Product Pillar: Dataiku DSS Architecture

Dataiku DSS leverages an enterprise’s existing investments in data infrastructure and employee skills, while being able to grow with an enterprise as those investments change:

  • Administrators install DSS on a Linux server, which can be on-premises at their own data center or on-cloud.

  • Data engineers and cloud architects connect DSS to existing data sources.

  • Data and business analysts log in to DSS via a browser and can perform their tasks through a visual interface.

  • Data scientists have the further option of connecting to DSS through their favorite IDE (such as PyCharm, VSCode, RStudio, and Sublime Text).

  • Analytics leaders and other stakeholders receive reports generated by colleagues working in DSS, or can log in and view analytic dashboards.

  • Developers can use the API to query deployed models and build AI-powered applications.


DSS Instances

An enterprise data stack typically includes development, production, and deployment environments. In order to work across these environments, a separate instance of Dataiku DSS is installed in each environment.

A Dataiku DSS instance is an installation of the product that serves the needs of a particular environment:

  • The Design node instance, in the development environment, is used to create the pipelines that turn data into outputs, such as transformed data, models, dashboards and reports.

  • The Automation node instance, in the production environment, puts pipelines from the Design node into production to turn enterprise data into the final outputs.

  • The API node instance, in the deployment environment, makes model outputs from the Automation or Design node available for use in real-time scoring.


DSS Projects

Pipelines in the Design and Automation nodes are organized into projects, which can be accessed from the main page after logging in to the Dataiku DSS instance.

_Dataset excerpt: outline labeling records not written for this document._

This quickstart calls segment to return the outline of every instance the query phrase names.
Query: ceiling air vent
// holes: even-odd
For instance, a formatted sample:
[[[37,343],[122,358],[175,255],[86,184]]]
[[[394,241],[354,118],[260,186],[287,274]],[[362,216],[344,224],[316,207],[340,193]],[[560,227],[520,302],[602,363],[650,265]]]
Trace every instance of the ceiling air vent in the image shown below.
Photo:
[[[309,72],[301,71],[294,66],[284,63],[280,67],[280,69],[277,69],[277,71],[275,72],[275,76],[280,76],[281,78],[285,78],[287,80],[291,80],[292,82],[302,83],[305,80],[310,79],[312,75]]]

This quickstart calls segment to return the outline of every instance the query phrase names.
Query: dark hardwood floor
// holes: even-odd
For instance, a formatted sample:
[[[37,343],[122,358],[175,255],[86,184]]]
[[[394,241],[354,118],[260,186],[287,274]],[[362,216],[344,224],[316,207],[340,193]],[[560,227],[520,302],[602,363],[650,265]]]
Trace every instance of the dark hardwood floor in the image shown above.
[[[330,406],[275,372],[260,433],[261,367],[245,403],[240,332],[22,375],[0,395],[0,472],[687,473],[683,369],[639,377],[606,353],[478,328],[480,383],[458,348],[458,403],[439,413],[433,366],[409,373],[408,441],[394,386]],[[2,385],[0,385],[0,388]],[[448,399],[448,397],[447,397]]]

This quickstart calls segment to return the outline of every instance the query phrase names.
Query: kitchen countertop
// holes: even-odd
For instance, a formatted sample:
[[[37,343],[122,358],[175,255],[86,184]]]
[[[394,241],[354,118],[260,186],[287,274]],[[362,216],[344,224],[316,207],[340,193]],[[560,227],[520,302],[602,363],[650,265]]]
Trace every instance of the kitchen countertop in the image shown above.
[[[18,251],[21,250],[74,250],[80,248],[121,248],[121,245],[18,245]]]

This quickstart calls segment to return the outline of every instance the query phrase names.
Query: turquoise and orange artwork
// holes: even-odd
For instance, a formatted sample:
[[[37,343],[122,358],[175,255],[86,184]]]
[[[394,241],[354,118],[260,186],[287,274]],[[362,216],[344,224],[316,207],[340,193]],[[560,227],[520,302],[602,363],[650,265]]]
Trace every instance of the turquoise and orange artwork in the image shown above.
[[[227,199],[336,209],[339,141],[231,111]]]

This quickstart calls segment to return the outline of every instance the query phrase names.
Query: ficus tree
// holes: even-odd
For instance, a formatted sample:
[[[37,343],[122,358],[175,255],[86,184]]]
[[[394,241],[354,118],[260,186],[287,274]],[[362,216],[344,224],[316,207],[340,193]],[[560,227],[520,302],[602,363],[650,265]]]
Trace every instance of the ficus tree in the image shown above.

A Dataiku DSS project is a holder for all work on a particular activity. The project home acts as the command center from which you can see the overall status of a project, view recent activity, and collaborate through comments, tags, and a project to-do list.


From the homepage of the NY Taxi Fares project, users can check the timeline for recent activity and changes from collaborators; access datasets, recipes, and models; and view documentation and dashboards.